New research from Kenya on gay, bisexual, and other men who have sex with men.
What do men who have sex with men in Kenya think about participating in HIV prevention research, such as a vaccine trial? Doshi and colleagues used a social network-based approach to conduct in-depth interviews with 70 gay men and other men who have sex with men. Here is what some of them said:
“He [the potential study participant] keeps hearing there is a research [study] that is starting, that there is money – one thousand or two, three thousand – he will run for the money…because it is someone’s life you have to be sure of what is going on…. You run for the better option because research comes in every type and researchers are everywhere in town.”
“Ok, you know most of the research coming to Kenya starts with MSM. Those are the ones that are tested on first so if there are side effects, those will be the first victims”
“It will benefit many of us…on my side…because sometimes I’m drunk I go out and meet people and they tell me they do not use condom…or… I’m drunk, I don’t know myself and I have already come to the bed with someone.

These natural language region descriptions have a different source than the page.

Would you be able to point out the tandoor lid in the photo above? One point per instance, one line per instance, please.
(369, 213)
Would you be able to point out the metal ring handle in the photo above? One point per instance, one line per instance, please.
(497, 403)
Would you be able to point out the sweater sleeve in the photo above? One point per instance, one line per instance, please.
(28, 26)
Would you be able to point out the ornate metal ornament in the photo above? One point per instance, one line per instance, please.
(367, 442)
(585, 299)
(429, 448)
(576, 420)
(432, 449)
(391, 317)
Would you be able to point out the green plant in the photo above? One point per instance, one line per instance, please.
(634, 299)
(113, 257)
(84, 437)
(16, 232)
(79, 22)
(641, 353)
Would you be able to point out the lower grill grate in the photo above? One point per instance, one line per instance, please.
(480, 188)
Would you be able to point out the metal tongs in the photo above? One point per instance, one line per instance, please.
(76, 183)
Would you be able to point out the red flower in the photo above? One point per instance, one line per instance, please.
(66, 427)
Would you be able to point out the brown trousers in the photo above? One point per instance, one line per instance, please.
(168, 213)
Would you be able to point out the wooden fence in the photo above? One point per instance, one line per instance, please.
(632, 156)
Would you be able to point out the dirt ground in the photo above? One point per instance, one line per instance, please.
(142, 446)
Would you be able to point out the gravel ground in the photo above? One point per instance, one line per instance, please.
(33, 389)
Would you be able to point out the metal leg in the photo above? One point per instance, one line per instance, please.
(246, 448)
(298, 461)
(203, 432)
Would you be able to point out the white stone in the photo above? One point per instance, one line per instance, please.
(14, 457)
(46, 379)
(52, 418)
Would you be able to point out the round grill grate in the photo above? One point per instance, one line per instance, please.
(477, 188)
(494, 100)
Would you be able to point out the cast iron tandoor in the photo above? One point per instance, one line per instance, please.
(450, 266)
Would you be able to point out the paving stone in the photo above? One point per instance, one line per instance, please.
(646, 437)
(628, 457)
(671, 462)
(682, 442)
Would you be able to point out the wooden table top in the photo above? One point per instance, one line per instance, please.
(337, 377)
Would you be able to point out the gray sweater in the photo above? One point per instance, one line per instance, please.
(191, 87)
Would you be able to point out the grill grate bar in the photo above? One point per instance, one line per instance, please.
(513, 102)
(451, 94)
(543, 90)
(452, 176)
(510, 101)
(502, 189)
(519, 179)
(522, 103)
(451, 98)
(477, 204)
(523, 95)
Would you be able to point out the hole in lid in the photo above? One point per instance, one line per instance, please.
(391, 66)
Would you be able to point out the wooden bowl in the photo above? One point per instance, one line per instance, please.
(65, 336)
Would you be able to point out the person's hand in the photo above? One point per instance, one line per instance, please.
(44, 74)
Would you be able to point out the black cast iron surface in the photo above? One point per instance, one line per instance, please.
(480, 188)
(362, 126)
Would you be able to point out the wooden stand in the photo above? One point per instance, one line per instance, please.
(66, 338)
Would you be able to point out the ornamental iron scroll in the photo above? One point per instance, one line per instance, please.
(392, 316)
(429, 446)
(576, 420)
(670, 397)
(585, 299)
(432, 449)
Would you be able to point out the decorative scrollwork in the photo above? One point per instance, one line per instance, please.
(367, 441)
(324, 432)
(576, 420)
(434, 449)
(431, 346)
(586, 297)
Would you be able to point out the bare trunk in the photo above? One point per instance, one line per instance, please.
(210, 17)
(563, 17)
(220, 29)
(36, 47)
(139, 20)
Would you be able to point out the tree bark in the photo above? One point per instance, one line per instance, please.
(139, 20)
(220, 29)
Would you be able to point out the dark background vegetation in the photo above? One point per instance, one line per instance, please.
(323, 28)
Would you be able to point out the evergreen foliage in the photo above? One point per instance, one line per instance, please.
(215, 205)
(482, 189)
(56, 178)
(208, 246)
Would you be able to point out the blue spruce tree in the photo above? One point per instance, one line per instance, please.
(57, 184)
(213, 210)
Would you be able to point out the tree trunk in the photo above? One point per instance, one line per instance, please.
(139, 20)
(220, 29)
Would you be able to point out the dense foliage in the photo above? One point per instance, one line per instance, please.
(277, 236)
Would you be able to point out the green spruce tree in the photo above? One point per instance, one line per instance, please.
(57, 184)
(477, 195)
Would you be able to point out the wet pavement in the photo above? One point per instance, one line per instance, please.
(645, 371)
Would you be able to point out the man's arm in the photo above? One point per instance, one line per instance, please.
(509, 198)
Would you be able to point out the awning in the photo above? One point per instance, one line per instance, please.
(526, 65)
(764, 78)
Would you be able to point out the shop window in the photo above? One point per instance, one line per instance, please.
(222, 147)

Even I don’t know what he will do to me, if he will do me with a condom or if he will do me without a condom. Now the [HIV] vaccine…will be beneficial to me and the whole community”

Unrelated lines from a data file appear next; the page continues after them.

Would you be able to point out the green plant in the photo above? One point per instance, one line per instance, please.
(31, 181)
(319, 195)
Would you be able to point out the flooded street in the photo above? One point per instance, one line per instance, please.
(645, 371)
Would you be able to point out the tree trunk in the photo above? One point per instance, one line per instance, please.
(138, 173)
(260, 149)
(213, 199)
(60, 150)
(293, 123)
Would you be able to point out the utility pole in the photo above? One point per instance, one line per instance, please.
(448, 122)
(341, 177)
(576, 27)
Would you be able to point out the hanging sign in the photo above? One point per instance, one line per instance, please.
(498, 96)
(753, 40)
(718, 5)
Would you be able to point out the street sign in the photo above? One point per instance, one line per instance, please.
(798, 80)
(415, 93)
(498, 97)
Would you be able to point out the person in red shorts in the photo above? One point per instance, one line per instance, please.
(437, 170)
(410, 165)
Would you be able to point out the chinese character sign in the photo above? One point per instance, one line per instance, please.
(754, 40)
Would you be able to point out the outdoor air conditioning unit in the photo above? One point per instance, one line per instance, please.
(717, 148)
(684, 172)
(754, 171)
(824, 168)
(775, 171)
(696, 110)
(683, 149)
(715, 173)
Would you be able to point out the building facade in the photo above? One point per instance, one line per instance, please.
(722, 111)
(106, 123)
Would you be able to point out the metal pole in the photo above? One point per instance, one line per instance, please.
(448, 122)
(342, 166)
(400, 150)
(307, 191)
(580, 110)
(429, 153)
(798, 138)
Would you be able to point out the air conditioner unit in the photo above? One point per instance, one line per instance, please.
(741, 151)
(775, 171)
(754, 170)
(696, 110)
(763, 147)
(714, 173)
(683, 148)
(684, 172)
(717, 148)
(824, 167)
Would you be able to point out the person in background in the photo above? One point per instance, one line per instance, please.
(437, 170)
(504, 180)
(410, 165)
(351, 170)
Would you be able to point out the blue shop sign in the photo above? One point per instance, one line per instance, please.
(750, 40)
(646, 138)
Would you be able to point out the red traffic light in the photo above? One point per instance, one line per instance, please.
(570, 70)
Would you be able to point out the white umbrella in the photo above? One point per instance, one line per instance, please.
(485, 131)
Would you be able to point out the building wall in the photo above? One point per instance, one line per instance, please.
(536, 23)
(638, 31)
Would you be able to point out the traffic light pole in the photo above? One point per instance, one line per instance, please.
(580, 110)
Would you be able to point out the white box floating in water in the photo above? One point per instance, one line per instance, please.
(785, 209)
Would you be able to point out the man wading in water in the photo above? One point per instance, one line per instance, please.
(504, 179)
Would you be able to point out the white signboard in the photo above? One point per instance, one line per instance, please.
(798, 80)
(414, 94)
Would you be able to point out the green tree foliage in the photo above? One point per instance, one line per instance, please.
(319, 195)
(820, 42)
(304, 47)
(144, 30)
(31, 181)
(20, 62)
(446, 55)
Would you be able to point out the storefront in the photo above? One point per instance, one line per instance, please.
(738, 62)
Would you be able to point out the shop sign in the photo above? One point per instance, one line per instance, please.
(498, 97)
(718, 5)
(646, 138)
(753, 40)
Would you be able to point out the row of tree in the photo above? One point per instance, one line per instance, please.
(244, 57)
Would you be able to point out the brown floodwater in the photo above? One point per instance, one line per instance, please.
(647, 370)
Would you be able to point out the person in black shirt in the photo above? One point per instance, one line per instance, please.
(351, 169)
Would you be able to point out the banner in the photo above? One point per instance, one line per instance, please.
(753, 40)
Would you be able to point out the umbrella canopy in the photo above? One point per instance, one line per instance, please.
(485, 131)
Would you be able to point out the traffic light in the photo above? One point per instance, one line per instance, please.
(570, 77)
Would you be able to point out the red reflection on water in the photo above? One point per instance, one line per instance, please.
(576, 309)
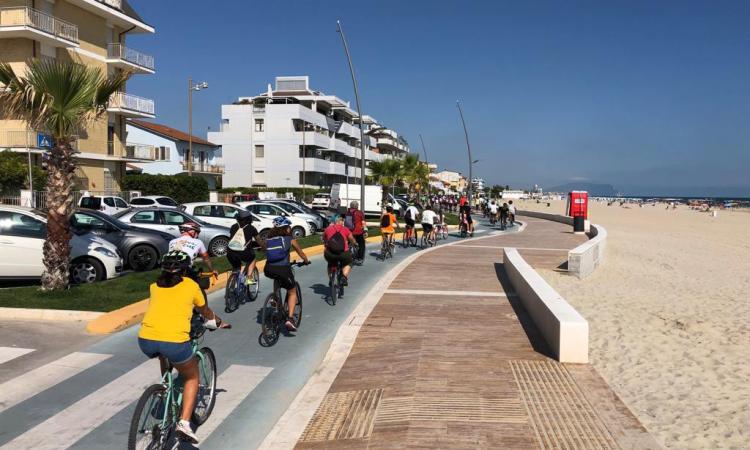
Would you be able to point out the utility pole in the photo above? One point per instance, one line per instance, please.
(359, 110)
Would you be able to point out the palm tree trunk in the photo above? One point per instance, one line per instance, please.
(56, 248)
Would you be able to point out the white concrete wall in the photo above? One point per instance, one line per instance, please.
(564, 329)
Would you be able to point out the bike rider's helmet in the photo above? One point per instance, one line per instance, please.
(281, 221)
(190, 226)
(175, 261)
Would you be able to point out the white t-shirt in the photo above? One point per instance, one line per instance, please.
(193, 247)
(428, 216)
(412, 212)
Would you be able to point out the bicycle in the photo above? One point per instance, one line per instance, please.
(238, 292)
(276, 310)
(158, 409)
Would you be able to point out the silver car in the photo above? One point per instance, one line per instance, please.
(214, 237)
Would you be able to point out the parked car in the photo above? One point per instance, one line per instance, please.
(214, 237)
(223, 214)
(300, 226)
(316, 221)
(141, 249)
(22, 234)
(108, 204)
(321, 201)
(153, 201)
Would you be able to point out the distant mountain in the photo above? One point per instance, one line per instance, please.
(594, 189)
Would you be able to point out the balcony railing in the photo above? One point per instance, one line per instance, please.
(119, 51)
(121, 100)
(30, 17)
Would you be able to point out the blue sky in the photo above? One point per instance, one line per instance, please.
(651, 97)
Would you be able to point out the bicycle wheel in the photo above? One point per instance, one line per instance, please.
(271, 320)
(149, 428)
(231, 302)
(207, 385)
(253, 290)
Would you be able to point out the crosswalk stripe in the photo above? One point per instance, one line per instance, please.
(21, 388)
(74, 422)
(234, 385)
(9, 353)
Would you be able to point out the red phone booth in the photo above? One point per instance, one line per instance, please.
(578, 209)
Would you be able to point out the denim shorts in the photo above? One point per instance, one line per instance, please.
(176, 353)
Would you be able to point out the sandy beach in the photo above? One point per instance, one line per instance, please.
(668, 315)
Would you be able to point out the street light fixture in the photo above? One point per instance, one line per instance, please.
(192, 87)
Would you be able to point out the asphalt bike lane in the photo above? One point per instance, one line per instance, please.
(91, 405)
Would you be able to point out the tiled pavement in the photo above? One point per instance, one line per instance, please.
(465, 368)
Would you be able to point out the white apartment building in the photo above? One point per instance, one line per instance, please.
(167, 148)
(292, 135)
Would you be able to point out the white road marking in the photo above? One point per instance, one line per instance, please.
(77, 420)
(9, 353)
(237, 382)
(21, 388)
(451, 293)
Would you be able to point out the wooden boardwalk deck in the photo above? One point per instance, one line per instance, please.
(464, 367)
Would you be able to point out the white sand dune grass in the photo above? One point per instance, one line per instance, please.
(669, 317)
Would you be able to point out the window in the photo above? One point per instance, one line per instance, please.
(21, 225)
(145, 217)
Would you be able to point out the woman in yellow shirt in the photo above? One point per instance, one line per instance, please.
(165, 330)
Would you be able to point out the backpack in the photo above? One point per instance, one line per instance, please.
(276, 249)
(237, 243)
(349, 221)
(336, 243)
(385, 221)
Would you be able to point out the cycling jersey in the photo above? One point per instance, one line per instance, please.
(192, 246)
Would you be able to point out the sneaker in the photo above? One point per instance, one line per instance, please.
(185, 432)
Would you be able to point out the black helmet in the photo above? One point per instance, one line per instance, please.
(175, 261)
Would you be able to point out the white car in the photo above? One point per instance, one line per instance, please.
(300, 227)
(22, 234)
(224, 214)
(153, 201)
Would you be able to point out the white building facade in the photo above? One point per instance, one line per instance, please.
(162, 150)
(292, 136)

This is a rich paper, giving insights into the reasons that people do or do not want to participate in vaccine trials. It raises plenty of ethical questions about the balance between self-interest, altruism, coercion and consent. It is encouraging that on the whole most participants saw the potential benefits to the wider community and would consider volunteering their time despite the associated risks. Their perceptions were also coloured by previous research studies and how researchers had met their responsibilities for the care and well-being of their participants. A good advertisement for the UNAIDS-AVAC Good Participatory Practice guidance!